Ninth Circuit Sends Case over California Residency Requirement for Circulators to Mediation

On August 21, the Ninth Circuit issued an order in Libertarian Party of Los Angeles County v Bowen, the case over California’s residency requirement for petition circulators. The law says they cannot work outside of their home district. California and Pennsylvania are the only states that still have residency requirements within a district for petition circulators, and the Pennsylvania requirement has been declared unconstitutional, at least as applied to general election petitions.

California had argued that because it doesn’t enforce the law, the plaintiffs don’t have standing. Plaintiffs had argued that the Secretary of State’s web page misleads people, because it mentions the requirement and does not say that it isn’t enforced. By contrast, the Secretary of State’s web page also mentions the one-year residency requirement for candidates for the legislature, but an asterisk on the web page says that requirement is not enforced.
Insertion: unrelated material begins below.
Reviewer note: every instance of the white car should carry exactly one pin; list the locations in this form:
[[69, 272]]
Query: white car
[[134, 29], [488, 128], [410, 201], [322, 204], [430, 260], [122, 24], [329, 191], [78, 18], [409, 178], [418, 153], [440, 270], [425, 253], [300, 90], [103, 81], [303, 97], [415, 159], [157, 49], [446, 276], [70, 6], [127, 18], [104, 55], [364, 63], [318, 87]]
Presumably, in mediation, the plaintiffs will ask that the Secretary of State’s web page indicate that the residency requirement for circulators is not enforced, and also that the Secretary of State redesign the petition forms so the circulator is no longer forced to sign a declaration that he or she lives in the district.

North Carolina Green Party May Sue North Carolina Over August Deadline for Filing for Write-in Status for President

Thirty-five states, including North Carolina, provide that a presidential candidate who is not on the ballot may file to have his or her write-ins counted. The vast majority of the deadlines for doing that are in October. North Carolina, somewhat irrationally, says the declaration is due in early August. North Carolina also requires 500 valid signatures to file for declared write-in status. The Green Party is somewhat likely to sue to get more time to file for write-in presidential status. North Carolina is in the 4th circuit, and the 4th circuit is protective of write-in candidates. In 1989 it struck down Maryland’s law that required declared write-in candidates to pay a filing fee of $290. That case is Dixon v Maryland State Administrative Board of Election Laws, 878 F.2d 776. Also in 2000, a U.S. District Court in West Virginia followed the Dixon precedent and struck down the West Virginia law that required write-in candidates to pay filing fees.

Vermont Supreme Court Will Hear Arguments in Ballot Access Case on September 12

The Vermont Supreme Court will hear Trudell v Markowitz, 2011-311, on Wednesday, September 12. This is the case that challenges the independent candidate petition deadline established by the legislature in 2009. The 2009 change moved the deadline from September to June, a drastic change that change has created many problems in the presidential election of 2012. Only one petitioning candidate for President, Peta Lindsay, met that deadline this year. Vermont is tied for having the nation’s earliest independent presidential deadline.

On a related matter, on August 20, Rocky Anderson submitted his presidential petition to the Vermont Secretary of State. The towns have certified more than 1,000 valid signatures, so he will be on the ballot unless the State Supreme Court issues a stay of the opinion in Anderson v State of Vermont. On August 6, the lower state court in that case had given Anderson and the Justice Party two more weeks to complete the petition.